Tuesday, April 21, 2009

Should someone crash the pot party?

I'm not so naive to think that pot smoking and underage drinking doesn't happen on college campuses. But I was surprised by the "whatever" attitude from Skidmore College and the Saratoga Springs Police Department concerning the April 20 party at which about a hundred students openly smoked marijuana from joints and bongs. Would they have done the same if it was beer being consumed? What would a parent there for admitted students day think? Forty-thousand-plus in tuition, up in smoke? I'll be looking into this more for an editorial for Sunday's Saratogian. Your thoughts?

Tuesday, April 7, 2009

Colin Powell and when to follow the leader

My husband and I went this weekend to Colgate University, where our son Joe is a freshman, because Colin Powell was a guest speaker.
Powell's one hour in a packed field house was interesting if a bit rambling. He talked about what it's like being a relatively ordinary citizen after being a VIP who had gotten used to literally receiving the red carpet treatment, about public service and about leadership.
However, he didn't just talk about leaders. He emphasized that it's the "followers" who get the job done, and that these people need direction and deserve recognition.
He didn't get into any heavy or specific issues, like what he told President Bush about going to war in Iraq.
But the general did address, in general terms, how a person can reconcile disagreeing with his boss's course of action. First, he said, it is the person's obligation to give his honest opinion. Then it is the person's obligation to abide by the boss's decision, whether he agrees with it or not, or to step down if he finds the decision morally repugnant.

Monday, April 6, 2009

The unexpected side to localizing a big news story

On the morning of Friday, April 3, my brother called to tell me he'd just received a cell phone call from his daughter Leslie saying police evacuated the house she shares with other Binghamton University students because of a hostage situation and shooting going on next door. She and her housemates were OK; they were all at a diner out of harm's way. The incident hadn't even made the news yet. Could I find out anything more?

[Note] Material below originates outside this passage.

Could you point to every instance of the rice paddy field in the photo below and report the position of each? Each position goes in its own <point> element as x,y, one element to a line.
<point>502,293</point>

I called the Albany Associated Press bureau and Chris Carola, a former member of the Saratogian staff and a local resident, answered. The news was breaking right now; he didn't know anything more yet than we did. Could he have my niece's phone number? Sure. So long as she is safe and she doesn't mind a call, that's a good way to give the story a human voice, a local voice, with whatever bits of information and observations she might have.

Little did I realize that this initial contact would unleash a flood of calls to her and her family from local and national print, broadcast and online media. I'm not sure my sister-in-law has forgiven me. Googling my niece's name and Binghamton brings up 12,100 entries.

I was out of town Friday night when a college friend called my cell phone: "Hey, does your brother have a daughter in Binghamton?" "Yes, she's OK." "I know, I saw it on Yahoo."

On Sunday I was breaking a sweat at the Y when I noticed the Capital News 9 reporting promoting a story for after the break about a young Slingerlands woman who lived next door to the shooting in Binghamton. I realized the reporter was standing in front of my brother's house. I grabbed my cell phone. "Your house is on channel 9." "Thirteen, too," he replied. "I tried to tell them the story isn't about us."

After the break, I watched my niece talk about how she and her housemates evacuated in their pajamas (it was after 10 a.m., you can tell they were college students), what a nice neighborhood it was, and positive things about the community and the college. She didn't make it about her. It was well-edited, for my brother told me later they were there a very long time. Or maybe it just seemed like a long time.

The shootings were horrific. I am so grateful my loved one was never in danger. And I appreciate that she and my brother and sister-in-law were willing to be interviewed, over and over. People are hungry for information, so even a peripheral view from a next-door neighbor means something. Besides, it brings a story home to know that someone you might know lived right next door.